If the LLM can at least catch some errors or dubious conclusions, even if not the most surprising or novel ones, is that bad? What if an LLM catches the boring, obvious things (like spellcheck does), and allows human reviewers to prioritize assessing the novel. Wouldn’t that be better than what we have today?
Look, it’s pretty obvious that in some cases, LLMs are making people lazy, and this is a bad thing. And maybe we will continue to slide, Idiocracy-like towards a stupider, blander, less weird cultural/scientific homogeneity. I have no idea—I’m only a Privacy Cassandra, not a cultural one.
But I will hazard an observation: if we do slouch towards a cultural and/or scientific sameness, it’s not going to be because of ChatGPT. Or it won’t primarily be due to ChatGPT. If content curves inwards and becomes boring, it’s going to be because we’re all too focused on trying to keep the world from figuratively and literally burning, and not actively seeking out the novel.

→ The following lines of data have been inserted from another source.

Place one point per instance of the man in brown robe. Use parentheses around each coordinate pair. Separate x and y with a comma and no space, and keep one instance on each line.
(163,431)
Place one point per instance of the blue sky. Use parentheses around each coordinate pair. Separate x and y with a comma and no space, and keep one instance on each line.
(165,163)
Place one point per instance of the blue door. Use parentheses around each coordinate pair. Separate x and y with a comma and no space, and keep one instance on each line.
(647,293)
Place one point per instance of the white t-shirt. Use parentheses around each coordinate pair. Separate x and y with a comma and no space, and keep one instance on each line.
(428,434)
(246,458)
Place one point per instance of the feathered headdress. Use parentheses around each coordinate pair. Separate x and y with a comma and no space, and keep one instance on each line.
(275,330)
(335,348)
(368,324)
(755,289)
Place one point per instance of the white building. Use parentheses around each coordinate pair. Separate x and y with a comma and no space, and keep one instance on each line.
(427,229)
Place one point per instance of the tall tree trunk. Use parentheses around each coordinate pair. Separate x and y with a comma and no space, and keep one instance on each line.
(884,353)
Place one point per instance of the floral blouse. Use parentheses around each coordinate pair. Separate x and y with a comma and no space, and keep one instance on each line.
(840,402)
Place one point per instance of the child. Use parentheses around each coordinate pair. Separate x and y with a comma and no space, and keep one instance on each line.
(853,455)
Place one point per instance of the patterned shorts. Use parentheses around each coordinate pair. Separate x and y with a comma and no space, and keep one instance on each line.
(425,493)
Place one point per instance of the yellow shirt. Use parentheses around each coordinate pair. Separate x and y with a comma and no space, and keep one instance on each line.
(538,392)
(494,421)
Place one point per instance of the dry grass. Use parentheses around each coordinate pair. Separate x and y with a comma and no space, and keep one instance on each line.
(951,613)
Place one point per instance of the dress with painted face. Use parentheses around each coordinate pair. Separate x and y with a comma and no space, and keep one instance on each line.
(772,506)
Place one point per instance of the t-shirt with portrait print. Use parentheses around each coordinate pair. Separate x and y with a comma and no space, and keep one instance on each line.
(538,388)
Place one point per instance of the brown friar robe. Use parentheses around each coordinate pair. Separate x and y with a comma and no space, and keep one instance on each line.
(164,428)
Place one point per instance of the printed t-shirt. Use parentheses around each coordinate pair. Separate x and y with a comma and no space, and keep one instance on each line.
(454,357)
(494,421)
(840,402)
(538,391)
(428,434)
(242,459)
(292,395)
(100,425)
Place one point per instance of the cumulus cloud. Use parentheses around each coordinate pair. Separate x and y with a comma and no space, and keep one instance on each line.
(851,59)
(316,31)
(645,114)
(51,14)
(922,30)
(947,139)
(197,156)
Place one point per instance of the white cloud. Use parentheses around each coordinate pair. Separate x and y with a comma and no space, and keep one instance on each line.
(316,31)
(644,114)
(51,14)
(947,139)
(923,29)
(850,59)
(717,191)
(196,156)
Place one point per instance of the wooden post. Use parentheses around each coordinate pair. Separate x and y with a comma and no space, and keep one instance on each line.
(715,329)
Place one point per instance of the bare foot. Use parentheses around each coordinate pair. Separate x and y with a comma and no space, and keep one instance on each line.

IMHO, it’s far more likely to be the result of TikTok, Twitter, and the New York Times rather than AI-generated slop. The AI-generated stuff is dumb and obvious, whereas we humans have been creating shit content for millennia.
That said, I do think it would be extremely helpful if AI-based reviews (of any kind) had a helpful ‘Bot reviewed’ author label attached.
PS: I did run this article through ChatGPT and it gave me a few helpful suggestions around formatting and an idea for the title.
A free paid subscription to anyone who identifies the three mistakes I left behind in this post.